Ma il vulcanico “ragazzo “ mica si ferma qui. Attraverso l’API (Associazione Pizzerie Italiane) di Angelo Iezzi, uno dei più grandi maestri della panificazione romana di qualità approfondisce la conoscenza dell’arte bianca e poi va a “scuola” da Massimo Bosco, Ezio Marinato, Giuliano Pediconi, Davide Longoni, Simone Padoan, Piergiorgio Giorilli, Cristian Zaghini, Luca Pezzetta e Pino Arletto.

Però non è giusto, parlo solo di Federico, provvedo subito.

Francesco, sommelier Ais come il fratello, invece si è occupato dei nostri calici, proponendoci in linea con il pizza surfing un wine tour tra le bollicine, elemento identitario della sua carta dei vini, che vedrà assottigliarsi pian piano l’offerta dei vini bianchi fermi a favore di Spumanti e Champagne.
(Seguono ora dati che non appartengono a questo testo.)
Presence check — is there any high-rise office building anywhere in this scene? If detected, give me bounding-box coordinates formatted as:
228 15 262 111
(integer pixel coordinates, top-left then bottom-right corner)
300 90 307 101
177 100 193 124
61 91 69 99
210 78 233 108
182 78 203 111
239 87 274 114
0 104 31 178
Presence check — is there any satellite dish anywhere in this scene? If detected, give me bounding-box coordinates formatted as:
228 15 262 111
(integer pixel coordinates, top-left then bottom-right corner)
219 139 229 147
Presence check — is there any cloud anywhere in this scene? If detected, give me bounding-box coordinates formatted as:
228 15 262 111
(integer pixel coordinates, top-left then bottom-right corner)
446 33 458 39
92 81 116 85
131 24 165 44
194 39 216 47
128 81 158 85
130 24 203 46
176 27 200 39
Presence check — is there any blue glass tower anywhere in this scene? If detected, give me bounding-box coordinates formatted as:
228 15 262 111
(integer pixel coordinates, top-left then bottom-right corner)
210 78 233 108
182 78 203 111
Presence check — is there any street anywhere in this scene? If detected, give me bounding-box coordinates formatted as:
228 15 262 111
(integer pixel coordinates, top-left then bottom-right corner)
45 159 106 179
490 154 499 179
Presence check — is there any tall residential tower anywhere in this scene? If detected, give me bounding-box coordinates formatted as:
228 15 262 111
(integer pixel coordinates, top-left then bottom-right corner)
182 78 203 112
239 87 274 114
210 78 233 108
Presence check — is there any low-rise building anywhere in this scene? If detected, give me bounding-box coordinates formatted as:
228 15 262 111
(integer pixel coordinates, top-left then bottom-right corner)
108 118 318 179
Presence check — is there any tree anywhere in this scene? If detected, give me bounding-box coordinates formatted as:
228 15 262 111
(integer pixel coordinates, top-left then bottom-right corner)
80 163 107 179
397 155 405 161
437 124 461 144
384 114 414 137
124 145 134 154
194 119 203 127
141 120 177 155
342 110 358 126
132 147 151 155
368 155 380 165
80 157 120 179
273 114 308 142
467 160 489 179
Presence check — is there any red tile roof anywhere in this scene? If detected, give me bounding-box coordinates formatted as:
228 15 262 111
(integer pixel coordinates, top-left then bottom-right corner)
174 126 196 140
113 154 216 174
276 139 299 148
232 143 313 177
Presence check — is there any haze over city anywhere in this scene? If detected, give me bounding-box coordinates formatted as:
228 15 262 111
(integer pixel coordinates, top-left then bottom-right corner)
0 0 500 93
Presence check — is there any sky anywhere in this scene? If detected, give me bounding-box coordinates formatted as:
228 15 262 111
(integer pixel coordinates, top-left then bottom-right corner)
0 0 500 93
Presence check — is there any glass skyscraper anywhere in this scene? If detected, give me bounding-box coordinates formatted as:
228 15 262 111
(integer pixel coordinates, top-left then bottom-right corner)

Partiamo con  “Astro” Campi Flegrei Falanghina Spumante Brut, un metodo Charmat affinato sulle fecce fini per quattro mesi, proseguiamo con un Trento Doc quindi Metodo Classico “Maximum Rosè” Ferrari, un blend di pinot nero e chardonnay e chiudiamo con il Prosecco Valdobbiadene Superiore Docg Extra Dry “Strada di Guia 109” della Canina Foss Marai….. uhm… con questo match però non mi trovo d’accordo.

Per i birrofili non è mancata la chance. Francesco ha scelto “Inclusio Ultima”, una Tipopils fortificata, rifermentata a lungo in bottiglia con i luppoli (procedimento esclusivo delle officine Klanbarrique), girata progressivamente a testa in giù per portare i sedimenti al collo, stappata al volo e ricolmata, non pastorizzata, non filtrata e  senza additivi.  Pollice in alto.

Insomma, tolta la FFP2 a tavola per fortuna stasera ci siamo consolati con la FFP0: Francesco, Federico, Pizzaioli da 0 generazioni.

E’ una battutaccia? Se sì perdonatemi, colpa delle bollicine.